You could be forgiven for thinking that the first use of gas on a massive scale would come as a surprise to the Allies and yet it shouldn’t have done.
All the warning signs were there — including the fact that the French had themselves been deploying tear gas from the very outset of the war.
Despite the Germans best efforts to keep their preparations secret it was impossible to keep everything under a closed lid. The soldiers were being equipped with makeshift gas masks, or had seen the installation of the gas cylinders.
On the 14th April 1915 a deserter from Reserve Infantry Regiment Nr 234 made his way into the French lines at Langemark. According to him a gas attack had been prepared for the night of the 15/16th April and would be signalled by the firing of three red rockets.
This signal would announce the opening of 50kg bottles of gas, grouped in batteries of twenty, along the front line. Each of these batteries was being supervised by five pioneers from either the 35th or 36th Pioneer Regiments.
The soldier even handed over his own cloth mask telling his interrogators that everybody in the front line had been issued with them and had been warned that everything depended on the weather. The attack would be postponed if necessary.

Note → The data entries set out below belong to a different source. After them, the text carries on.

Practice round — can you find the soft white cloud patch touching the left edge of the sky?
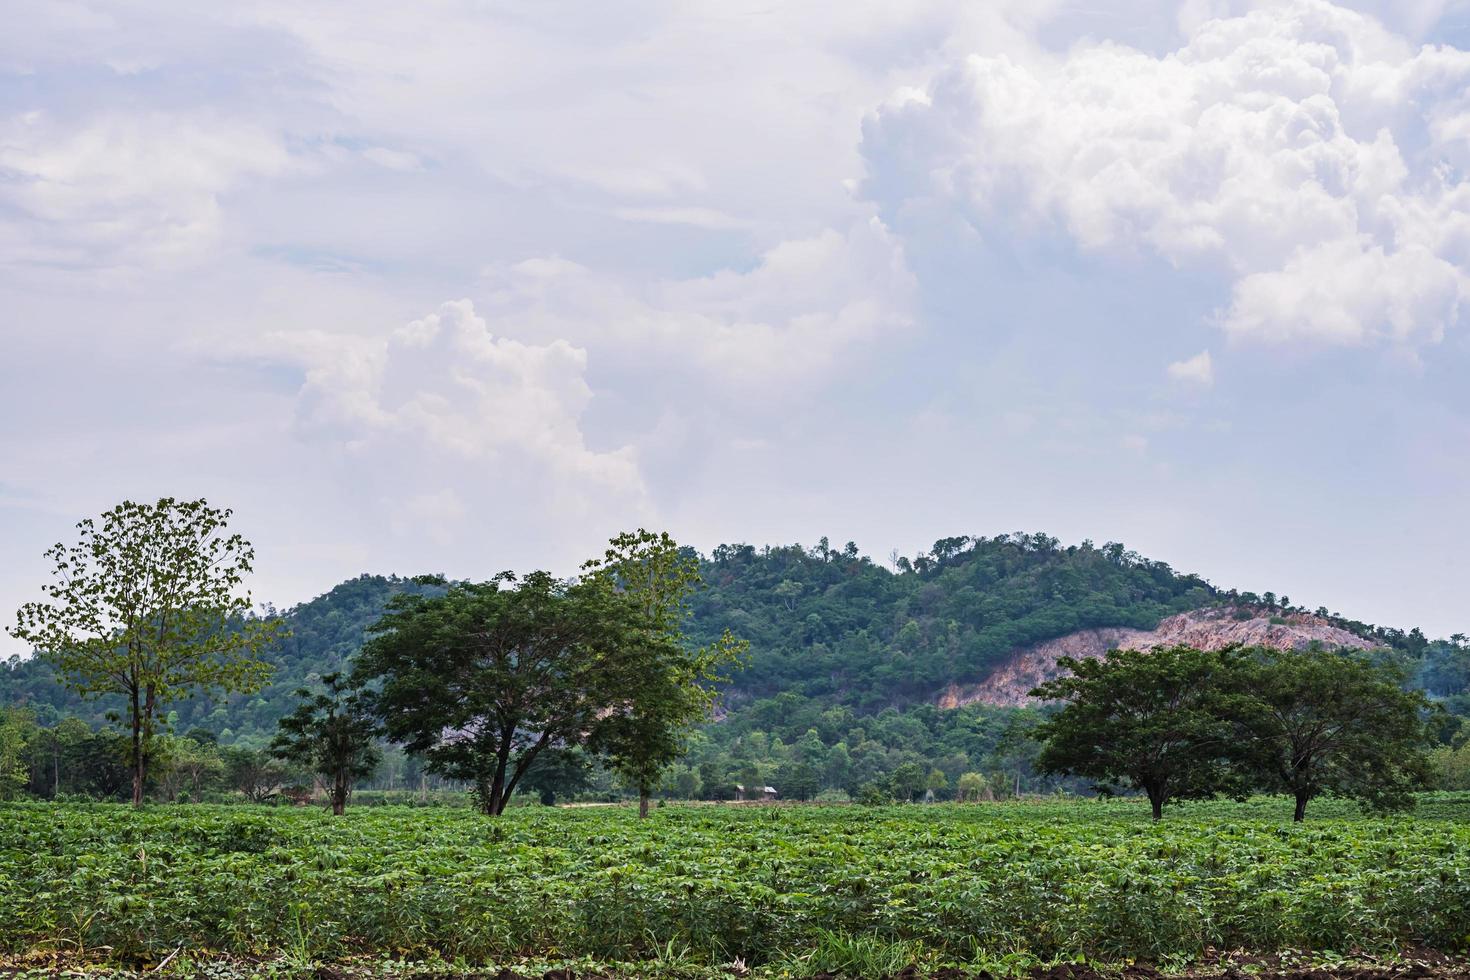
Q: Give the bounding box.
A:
[0,112,291,267]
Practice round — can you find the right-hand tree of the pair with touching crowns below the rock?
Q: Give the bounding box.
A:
[1233,648,1433,821]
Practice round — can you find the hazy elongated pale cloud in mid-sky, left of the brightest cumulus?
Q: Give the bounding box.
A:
[476,219,914,389]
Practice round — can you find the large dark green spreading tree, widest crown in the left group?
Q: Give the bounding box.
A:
[357,572,676,815]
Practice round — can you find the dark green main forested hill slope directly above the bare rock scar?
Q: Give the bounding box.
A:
[692,535,1219,713]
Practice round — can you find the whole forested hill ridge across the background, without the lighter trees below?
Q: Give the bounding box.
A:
[0,535,1470,741]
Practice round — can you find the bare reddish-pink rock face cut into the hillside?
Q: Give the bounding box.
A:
[938,608,1373,708]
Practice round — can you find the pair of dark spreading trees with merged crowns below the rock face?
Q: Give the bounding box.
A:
[1032,646,1435,821]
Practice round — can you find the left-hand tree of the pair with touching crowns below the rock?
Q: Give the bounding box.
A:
[1030,646,1233,820]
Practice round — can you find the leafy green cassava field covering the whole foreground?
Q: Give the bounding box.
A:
[0,793,1470,977]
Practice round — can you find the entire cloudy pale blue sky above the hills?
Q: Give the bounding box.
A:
[0,0,1470,654]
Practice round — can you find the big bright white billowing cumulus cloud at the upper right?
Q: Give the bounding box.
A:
[863,0,1470,347]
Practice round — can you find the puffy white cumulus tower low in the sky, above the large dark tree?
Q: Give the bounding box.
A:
[272,300,642,502]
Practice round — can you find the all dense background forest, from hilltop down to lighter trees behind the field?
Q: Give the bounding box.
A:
[0,533,1470,796]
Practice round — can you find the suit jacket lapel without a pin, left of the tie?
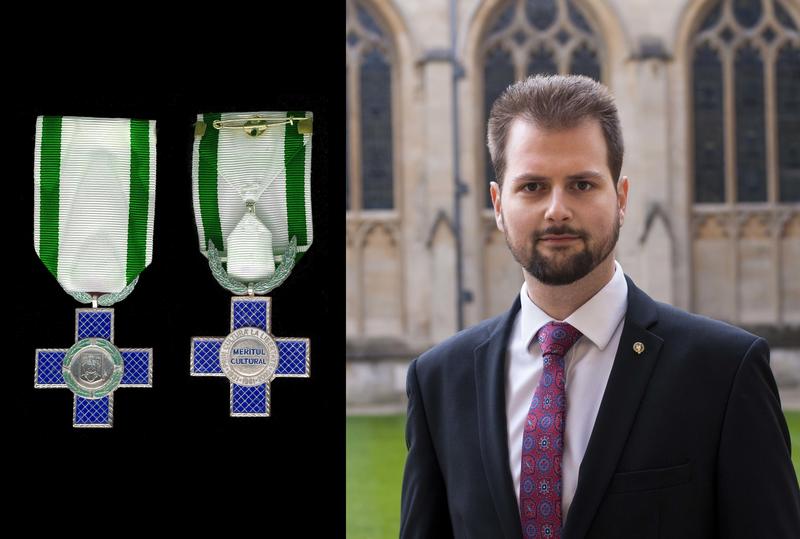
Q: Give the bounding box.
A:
[475,298,522,539]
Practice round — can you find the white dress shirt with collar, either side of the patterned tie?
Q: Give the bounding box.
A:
[505,262,628,521]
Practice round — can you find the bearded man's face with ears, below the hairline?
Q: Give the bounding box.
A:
[491,119,628,285]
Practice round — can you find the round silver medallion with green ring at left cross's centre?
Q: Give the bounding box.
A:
[61,338,124,399]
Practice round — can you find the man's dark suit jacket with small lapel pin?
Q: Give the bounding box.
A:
[400,279,800,539]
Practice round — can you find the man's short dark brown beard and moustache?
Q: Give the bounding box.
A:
[503,219,620,286]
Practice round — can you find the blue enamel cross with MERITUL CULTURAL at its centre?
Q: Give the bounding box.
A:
[191,296,311,417]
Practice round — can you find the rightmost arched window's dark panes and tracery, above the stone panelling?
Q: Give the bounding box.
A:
[692,0,800,204]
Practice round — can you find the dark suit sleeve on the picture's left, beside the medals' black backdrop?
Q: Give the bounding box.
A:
[400,360,453,539]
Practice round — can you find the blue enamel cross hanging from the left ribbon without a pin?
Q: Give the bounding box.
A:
[34,309,153,427]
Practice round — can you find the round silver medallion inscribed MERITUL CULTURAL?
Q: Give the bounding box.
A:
[219,328,278,386]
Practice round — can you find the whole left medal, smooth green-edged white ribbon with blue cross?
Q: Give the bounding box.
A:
[34,116,156,427]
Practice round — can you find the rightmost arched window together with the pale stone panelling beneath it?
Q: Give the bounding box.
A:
[689,0,800,324]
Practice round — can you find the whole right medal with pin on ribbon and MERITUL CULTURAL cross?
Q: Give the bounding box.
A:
[190,112,313,417]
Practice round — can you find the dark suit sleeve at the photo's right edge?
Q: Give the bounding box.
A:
[717,338,800,539]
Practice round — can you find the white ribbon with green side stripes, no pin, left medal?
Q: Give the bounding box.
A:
[33,116,156,295]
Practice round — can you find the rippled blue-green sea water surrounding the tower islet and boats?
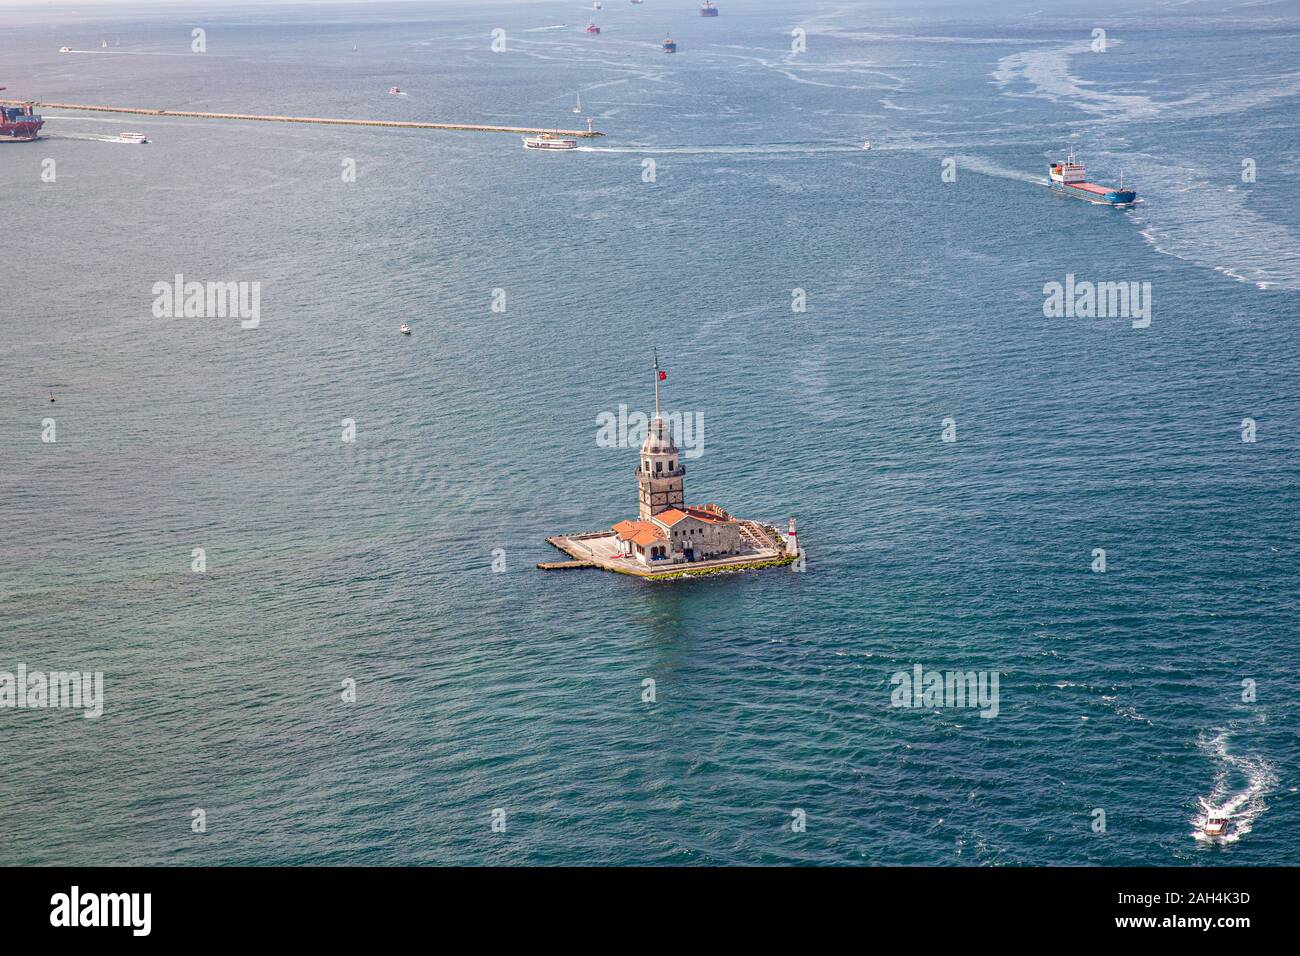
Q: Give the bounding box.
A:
[0,0,1300,865]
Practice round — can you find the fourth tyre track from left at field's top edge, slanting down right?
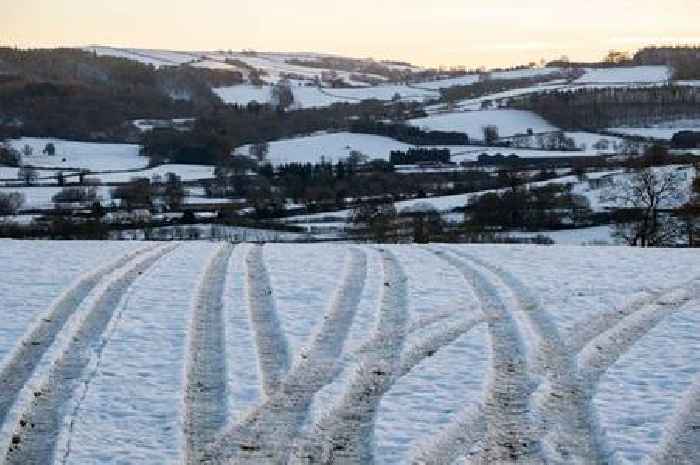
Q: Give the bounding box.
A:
[246,245,290,397]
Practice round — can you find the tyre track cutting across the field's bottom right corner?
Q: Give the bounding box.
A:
[649,377,700,465]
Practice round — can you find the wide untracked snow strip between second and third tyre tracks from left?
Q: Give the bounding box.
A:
[65,243,212,465]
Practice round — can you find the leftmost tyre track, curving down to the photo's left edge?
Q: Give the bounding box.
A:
[0,247,152,436]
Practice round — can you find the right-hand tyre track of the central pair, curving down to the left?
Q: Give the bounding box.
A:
[291,250,408,465]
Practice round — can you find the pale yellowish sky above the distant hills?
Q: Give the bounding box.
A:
[0,0,700,67]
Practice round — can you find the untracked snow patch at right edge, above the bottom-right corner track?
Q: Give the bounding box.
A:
[594,301,700,465]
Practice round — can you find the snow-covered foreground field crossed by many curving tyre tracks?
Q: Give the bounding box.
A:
[0,241,700,465]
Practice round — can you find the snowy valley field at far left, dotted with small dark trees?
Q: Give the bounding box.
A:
[9,137,148,171]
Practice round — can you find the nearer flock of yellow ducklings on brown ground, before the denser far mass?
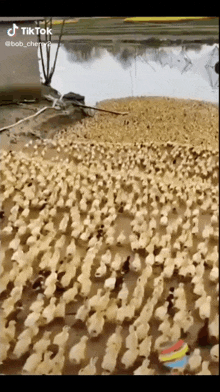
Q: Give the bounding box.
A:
[0,97,219,375]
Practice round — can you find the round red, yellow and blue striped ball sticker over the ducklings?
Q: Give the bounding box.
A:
[159,339,189,374]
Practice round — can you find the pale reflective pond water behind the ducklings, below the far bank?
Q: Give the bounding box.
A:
[39,41,219,105]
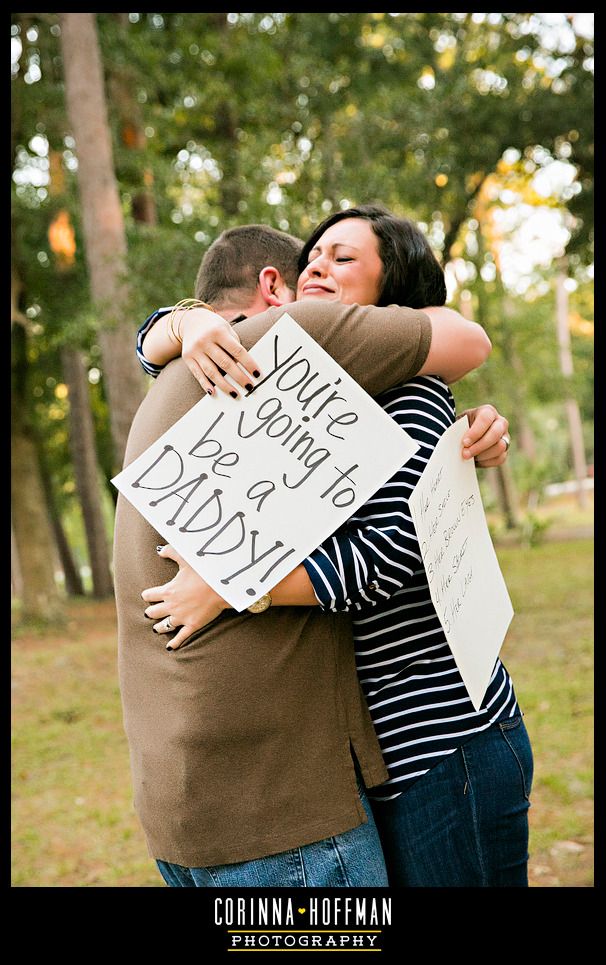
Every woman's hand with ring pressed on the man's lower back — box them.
[141,545,229,650]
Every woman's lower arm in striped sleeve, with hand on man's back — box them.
[141,378,454,650]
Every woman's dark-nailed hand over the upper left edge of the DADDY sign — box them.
[178,308,260,398]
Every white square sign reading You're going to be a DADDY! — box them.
[112,313,418,611]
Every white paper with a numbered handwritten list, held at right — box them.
[409,418,513,710]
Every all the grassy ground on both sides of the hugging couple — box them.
[12,540,593,888]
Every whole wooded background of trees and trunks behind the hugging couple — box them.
[11,12,594,888]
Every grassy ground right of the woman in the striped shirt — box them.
[498,540,593,887]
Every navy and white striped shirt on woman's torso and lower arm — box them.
[304,376,519,799]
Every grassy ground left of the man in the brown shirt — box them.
[13,601,162,887]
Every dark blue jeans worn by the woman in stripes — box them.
[372,715,533,888]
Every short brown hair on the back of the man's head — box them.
[196,224,303,308]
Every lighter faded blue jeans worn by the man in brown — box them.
[156,783,388,888]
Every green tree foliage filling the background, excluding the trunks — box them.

In passing the information over to the British the local French commander, Général Putz commented that he did not believe the information from the deserter because he had given such precise details of the German front line organisation. The soldier had to be a German plant.
In addition to this deserter’s information, Belgian spies in Gent reported on the 15th that the Germans had ordered 20,000 compresses 9cm x 14cm. These would be dipped in some suitable liquid to protect the wearer from the effects of gas.
A number of captured German soldiers were all noted to be carrying these compresses and all stated that they were to protect them from asphyxiating gas. Many had received training as to how the gas cylinders would work.
On the 16th April, No 6 Squadron, Royal Flying Corps carried out a number of missions over the German lines but could see nothing suspicious. The feeling was that the Germans had decided to engage in some grand scale psychological warfare.
Both sides still believed in a short war. Their respective Spring campaign was going to win, so anything that perturbed the enemy was obviously going to be an advantage.
Still, the evidence was piling in. That same day, the 16th April, the British took possession of Hill 60 near Zillebeke. This was in the area that the Germans had originally considered for their gas attack (When the wind refused to turn favourable they decided on the subsequent location against the French at Langemark).
During the attack the British noticed that there was a very unusual smell in the atmosphere and German officers who had been taken prisoner explained that there were gas cylinders out in no man’s land.
A sergeant was sent out with a patrol to carry out a search and uncovered dozens of the cylinders. His report would appear to have become lost in the administration.
The following day the Germans announced to the press that the British had carried out an attack to the east of Ieper using asphyxiating gas. The British countered that this was the smell of the Lyddite explosive in the shells (The Boers had made the same accusation against the British during their war against the Empire).
Over the next few days German radio messages were intercepted from a certain Haber who was constantly worried about the weather and changes in the wind direction.